Here are a few apps that use Svelte for their front end – The New York Times, Square, Chess.com and IBM.
What distinguishes it from other frameworks such as React, Angular and Vue?
No virtual DOM (Document Object Model)
Most frameworks (such as React and Vue) use virtual DOM to manage the real DOM, i.e., state driven UI (user interface) development. It means there is a usage of a set of inter-dependent libraries that make the system a bit more complicated and complex. This causes overhead not only in terms of compiling more code but also memory requirements.
No Runtime System
Since Svelte is a compiler, there is no need to have a runtime system that needs to be downloaded in the browser to run the app effectively. This implies that the browser has to download less code and run smaller executables to run the app.
What Svelte is not, (yet)
Svelte is not yet a fully developed framework (yet). What I mean by it is that it is a relatively new framework, its first version was released at the end of 2016. As a result, it is not as mature in terms of providing support for advanced features and having standard libraries for complex UI workflows compared to other relatively older and mature frameworks such as React and Angular. In essence, this implies that during the stages of growth of the product app, at some point a more mature framework will need to be employed in order to guarantee reliability and stability at scale.
That being said, the Svelte community has been working on Sveltekit as a holistic framework that will address almost all (if not all) of these issues.
How does it compare to other frameworks?
We answer this question by highlighting some primary advantages of Svelte over others.
For common tasks such as:
- Create rows,
- Replace all rows,
- Partial update,
- Select rows,
- Swap rows,
- Remove row,
- Create many rows,
- Append rows to large table,
- Clear rows,
Vue (score – 1.17) outperforms Svelte (score – 1.19) by a small margin, but Svelte outperforms both React and Angular (scores – 1.27 for both).
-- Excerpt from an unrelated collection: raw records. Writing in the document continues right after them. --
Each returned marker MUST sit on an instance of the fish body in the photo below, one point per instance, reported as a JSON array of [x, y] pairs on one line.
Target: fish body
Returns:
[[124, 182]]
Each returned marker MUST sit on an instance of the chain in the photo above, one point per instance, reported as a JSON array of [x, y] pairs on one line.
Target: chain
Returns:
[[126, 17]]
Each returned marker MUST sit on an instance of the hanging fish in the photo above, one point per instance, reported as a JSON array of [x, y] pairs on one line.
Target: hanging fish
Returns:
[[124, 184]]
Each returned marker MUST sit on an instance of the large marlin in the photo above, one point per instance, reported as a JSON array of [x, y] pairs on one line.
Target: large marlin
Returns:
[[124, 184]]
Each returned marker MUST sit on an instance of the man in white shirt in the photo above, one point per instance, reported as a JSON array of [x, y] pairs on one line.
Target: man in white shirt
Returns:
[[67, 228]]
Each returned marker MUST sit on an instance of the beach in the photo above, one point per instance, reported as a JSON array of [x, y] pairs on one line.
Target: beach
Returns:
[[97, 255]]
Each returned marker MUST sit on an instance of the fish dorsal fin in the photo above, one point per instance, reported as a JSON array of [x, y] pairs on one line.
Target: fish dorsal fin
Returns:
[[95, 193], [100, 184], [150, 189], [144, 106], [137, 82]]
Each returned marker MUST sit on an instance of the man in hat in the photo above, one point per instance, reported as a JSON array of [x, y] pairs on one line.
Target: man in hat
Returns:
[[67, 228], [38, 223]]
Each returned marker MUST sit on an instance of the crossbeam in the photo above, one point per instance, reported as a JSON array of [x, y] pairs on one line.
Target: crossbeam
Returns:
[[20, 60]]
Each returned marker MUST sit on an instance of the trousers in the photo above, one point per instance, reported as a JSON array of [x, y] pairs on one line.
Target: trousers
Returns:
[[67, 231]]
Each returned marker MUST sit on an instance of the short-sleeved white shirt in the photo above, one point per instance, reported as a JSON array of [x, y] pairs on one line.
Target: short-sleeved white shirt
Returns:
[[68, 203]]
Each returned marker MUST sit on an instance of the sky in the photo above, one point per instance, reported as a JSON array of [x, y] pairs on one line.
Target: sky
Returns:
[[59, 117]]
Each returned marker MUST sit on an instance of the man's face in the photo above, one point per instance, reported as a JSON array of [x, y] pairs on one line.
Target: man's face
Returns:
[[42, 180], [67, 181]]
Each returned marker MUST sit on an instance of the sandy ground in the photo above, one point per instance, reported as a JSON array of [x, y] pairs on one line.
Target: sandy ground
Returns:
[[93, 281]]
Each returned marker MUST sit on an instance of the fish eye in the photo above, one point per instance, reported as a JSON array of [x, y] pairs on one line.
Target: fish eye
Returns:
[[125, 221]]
The scores are in milliseconds and denote the duration to complete the tasks.
Similarly the memory requirement for the following tasks:
- Ready memory,
- Run memory,
- Update each kth row for n rows,
- Replace large number of rows,
- creating/clearing large number of rows,
Svelte (score – 2.2) outperformed Vue (score – 2.7), React (score – 2.8) and Angular (score – 6). The scores are in MBs of storage units.
Svelte achieves the above performance results as it compiles the code into highly optimized js executables – as a result it uses less memory. Furthermore, as highlighted before, Svelte uses no virtual DOM and the change in states are not used to update the DOM – and this is where the speed comes from.
Ease of building with Svelte
Less code to achieve a task
As the inventor of Svelte, Richard Harris, pointed out, in Svelte one needs on average 40% less code to implement a component or a feature. This is due to the fact that Svelte is designed for making things easier for developers and having no virtual DOM removes the need to write a lot of boilerplate code.
Svelte has not only proven to be simple to learn but it also comes with a small footprint and quick start capabilities. It is solidifying its position as a great candidate for quick MVPs and smaller apps. At the same, since it is still a young project it does not yet provide all the solutions that are needed for apps that need to perform at scale. In spite of this limitation, Svelte is a good option for founders and teams looking to get their products out into the hands of the customers quickly.